Q: Do you think that powerful institutions would actually hesitate to make full use of the Internet's possibilities for security reasons? Because once you are online, you can be hacked and also within the digital realm you are confronted with an enormous potential for manipulation and falsification. The Austrian Freedom Party's website for example has been faked, which caused a lot of confusion about which site was the real one and which wasn't. Do you think that powerful institutions are afraid of such things happening, and that this fear might influence their behavior in the future?
A: It probably will. I think they certainly realize that they are potentially vulnerable. In many ways a country such as the United States is much more exposed to such kinds of attacks than a country like Yugoslavia, as it is much more centrally connected and wired. It is very hard to predict, because we haven't yet seen what a cyber war looks like, even though people started talking about Kosovo as a 'cyber war', a 'virtual war' or an 'Internet war'. Kosovo really only showed the potential. But what organizations like NATO will want to do is to use the Internet as an extension of the kind of media policy that they pursued in Kosovo, dominating the global media space and closing down alternative sources of information; making sure that their own information penetrates the enemy country as well as their own countries.
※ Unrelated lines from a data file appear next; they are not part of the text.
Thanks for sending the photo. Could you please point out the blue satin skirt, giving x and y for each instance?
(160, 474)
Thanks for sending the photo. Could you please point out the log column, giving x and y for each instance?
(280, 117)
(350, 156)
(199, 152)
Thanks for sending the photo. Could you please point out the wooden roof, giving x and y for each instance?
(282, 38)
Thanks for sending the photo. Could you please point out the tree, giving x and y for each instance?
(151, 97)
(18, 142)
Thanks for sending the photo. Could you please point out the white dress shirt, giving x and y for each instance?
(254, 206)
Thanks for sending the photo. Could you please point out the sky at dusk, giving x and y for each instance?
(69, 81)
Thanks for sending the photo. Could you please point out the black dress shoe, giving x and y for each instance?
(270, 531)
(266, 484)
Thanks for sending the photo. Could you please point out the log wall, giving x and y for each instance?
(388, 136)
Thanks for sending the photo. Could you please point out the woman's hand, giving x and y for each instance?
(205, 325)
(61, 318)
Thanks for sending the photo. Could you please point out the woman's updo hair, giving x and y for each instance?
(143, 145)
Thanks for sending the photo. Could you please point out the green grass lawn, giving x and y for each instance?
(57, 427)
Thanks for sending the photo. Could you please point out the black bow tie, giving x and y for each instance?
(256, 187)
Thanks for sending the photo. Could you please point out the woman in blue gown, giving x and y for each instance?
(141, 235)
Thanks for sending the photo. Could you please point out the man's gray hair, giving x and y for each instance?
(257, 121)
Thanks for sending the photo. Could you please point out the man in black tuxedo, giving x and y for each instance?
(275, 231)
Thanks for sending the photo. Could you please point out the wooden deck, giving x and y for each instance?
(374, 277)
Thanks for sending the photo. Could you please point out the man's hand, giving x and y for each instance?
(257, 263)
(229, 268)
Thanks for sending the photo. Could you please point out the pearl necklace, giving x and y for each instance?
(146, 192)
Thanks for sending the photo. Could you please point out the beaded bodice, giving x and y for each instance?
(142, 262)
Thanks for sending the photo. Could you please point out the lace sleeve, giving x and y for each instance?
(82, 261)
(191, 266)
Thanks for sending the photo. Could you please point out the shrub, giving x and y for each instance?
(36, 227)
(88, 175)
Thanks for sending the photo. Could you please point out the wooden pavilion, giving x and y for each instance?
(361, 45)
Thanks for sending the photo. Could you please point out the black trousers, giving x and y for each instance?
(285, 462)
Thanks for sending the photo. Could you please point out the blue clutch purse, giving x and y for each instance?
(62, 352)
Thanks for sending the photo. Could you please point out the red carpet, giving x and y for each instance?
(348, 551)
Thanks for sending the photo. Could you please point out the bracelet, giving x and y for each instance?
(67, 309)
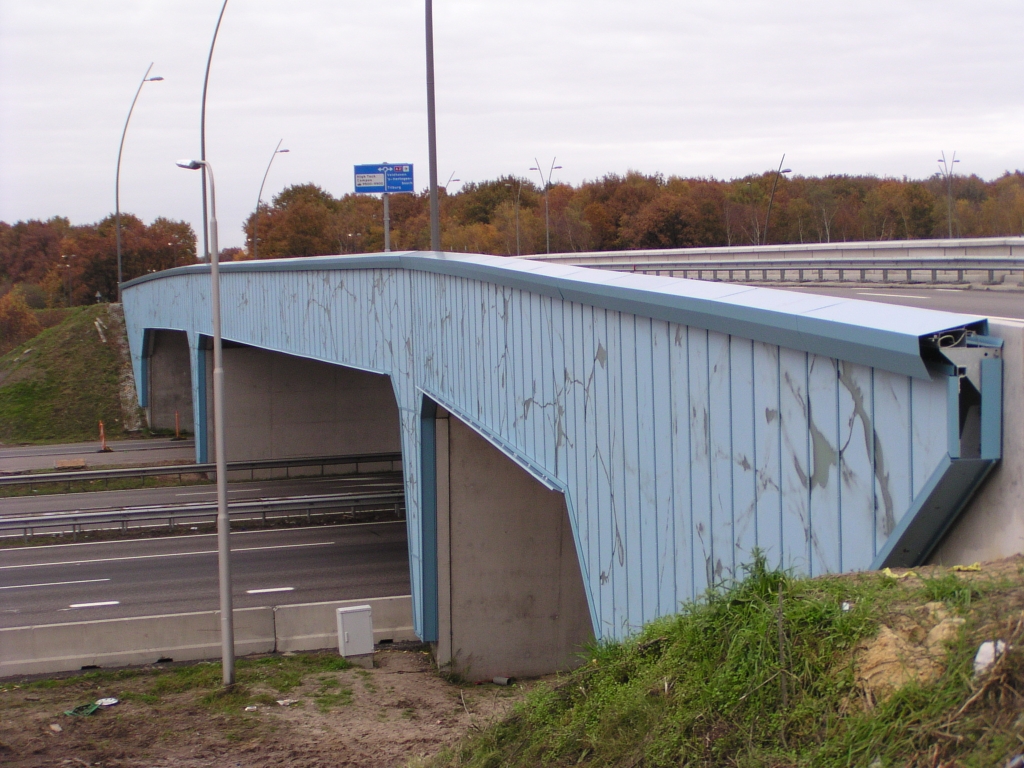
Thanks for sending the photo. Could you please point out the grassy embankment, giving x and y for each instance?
(747, 678)
(59, 384)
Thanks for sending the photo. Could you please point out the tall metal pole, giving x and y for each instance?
(435, 222)
(276, 151)
(202, 133)
(223, 522)
(547, 184)
(778, 173)
(117, 182)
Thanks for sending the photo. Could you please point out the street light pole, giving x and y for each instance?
(276, 151)
(778, 173)
(117, 181)
(223, 522)
(435, 219)
(946, 169)
(202, 133)
(547, 184)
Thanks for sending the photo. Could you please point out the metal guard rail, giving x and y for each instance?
(348, 502)
(861, 264)
(183, 469)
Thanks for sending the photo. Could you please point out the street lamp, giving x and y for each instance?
(278, 151)
(518, 250)
(117, 182)
(946, 169)
(223, 523)
(202, 130)
(778, 173)
(547, 184)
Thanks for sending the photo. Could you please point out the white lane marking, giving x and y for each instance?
(52, 584)
(270, 531)
(894, 295)
(165, 554)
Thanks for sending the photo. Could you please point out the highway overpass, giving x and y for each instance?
(585, 451)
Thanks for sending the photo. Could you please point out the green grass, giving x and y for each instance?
(710, 687)
(60, 389)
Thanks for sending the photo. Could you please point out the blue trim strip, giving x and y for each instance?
(826, 326)
(428, 523)
(991, 408)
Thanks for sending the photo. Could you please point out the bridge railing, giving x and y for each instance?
(990, 270)
(386, 500)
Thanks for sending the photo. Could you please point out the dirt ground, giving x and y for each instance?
(389, 716)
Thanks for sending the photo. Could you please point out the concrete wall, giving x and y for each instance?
(169, 381)
(993, 525)
(512, 602)
(280, 406)
(186, 637)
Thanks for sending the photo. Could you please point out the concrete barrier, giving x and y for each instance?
(314, 626)
(992, 526)
(189, 637)
(119, 642)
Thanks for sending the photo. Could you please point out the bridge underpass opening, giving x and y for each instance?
(279, 406)
(168, 386)
(510, 593)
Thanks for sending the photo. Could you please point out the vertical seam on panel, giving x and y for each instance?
(732, 458)
(839, 470)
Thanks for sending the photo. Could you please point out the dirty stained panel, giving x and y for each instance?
(681, 451)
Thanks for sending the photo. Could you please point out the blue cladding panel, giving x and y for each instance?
(680, 448)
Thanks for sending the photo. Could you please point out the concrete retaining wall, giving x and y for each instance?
(187, 637)
(992, 526)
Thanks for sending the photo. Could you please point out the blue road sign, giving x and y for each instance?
(384, 177)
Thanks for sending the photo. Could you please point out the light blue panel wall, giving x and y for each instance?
(768, 448)
(856, 437)
(825, 506)
(679, 449)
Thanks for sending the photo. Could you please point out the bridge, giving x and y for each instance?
(584, 451)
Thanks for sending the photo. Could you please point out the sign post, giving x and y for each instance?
(382, 179)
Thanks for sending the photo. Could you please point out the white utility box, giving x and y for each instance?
(355, 631)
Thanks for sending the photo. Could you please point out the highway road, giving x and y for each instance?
(27, 505)
(123, 453)
(1009, 304)
(177, 574)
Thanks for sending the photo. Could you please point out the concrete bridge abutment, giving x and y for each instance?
(510, 592)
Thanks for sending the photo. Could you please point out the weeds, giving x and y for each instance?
(761, 673)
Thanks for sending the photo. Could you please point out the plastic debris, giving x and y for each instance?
(986, 655)
(892, 574)
(82, 711)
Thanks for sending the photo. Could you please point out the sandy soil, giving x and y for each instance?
(395, 713)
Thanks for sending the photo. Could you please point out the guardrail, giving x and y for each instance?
(184, 469)
(936, 270)
(388, 500)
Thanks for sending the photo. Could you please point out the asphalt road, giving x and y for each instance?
(124, 453)
(27, 505)
(116, 580)
(1009, 304)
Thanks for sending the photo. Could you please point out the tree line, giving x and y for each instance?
(54, 263)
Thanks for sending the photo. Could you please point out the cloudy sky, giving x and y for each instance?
(691, 87)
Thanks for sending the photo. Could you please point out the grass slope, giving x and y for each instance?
(60, 389)
(712, 687)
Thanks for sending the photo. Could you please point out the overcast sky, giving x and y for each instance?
(689, 87)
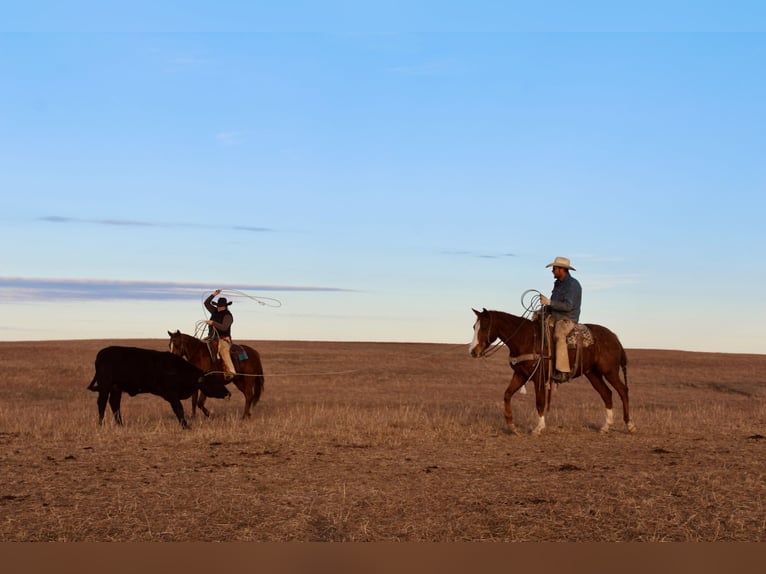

The more urgent and pressing problem is the mainstream media, because for the vast majority of people their primary news resource is television and newspapers. Although it is possible to gain access to more alternative viewpoints through the Internet, at the moment most people just aren't doing so. And again it boils down to the question of politics, motivation, and changes in the political climate, in which people are willing to accept uncritical information like the kind of things they see on BBC or CNN.
Q: But then there rests the argument that even if there are not very many people who get information from web resources, people who write, journalists or academics, do. And they also shape public opinion. So in this regard I see that whatever goes on the Internet is of interest, even if it doesn't reach a wide public.
A: I agree, certainly in the case of Kosovo. As I said this morning the Internet was an invaluable resource for people like me who were searching for what was going on, or indeed for journalists who wanted to question the official point of view.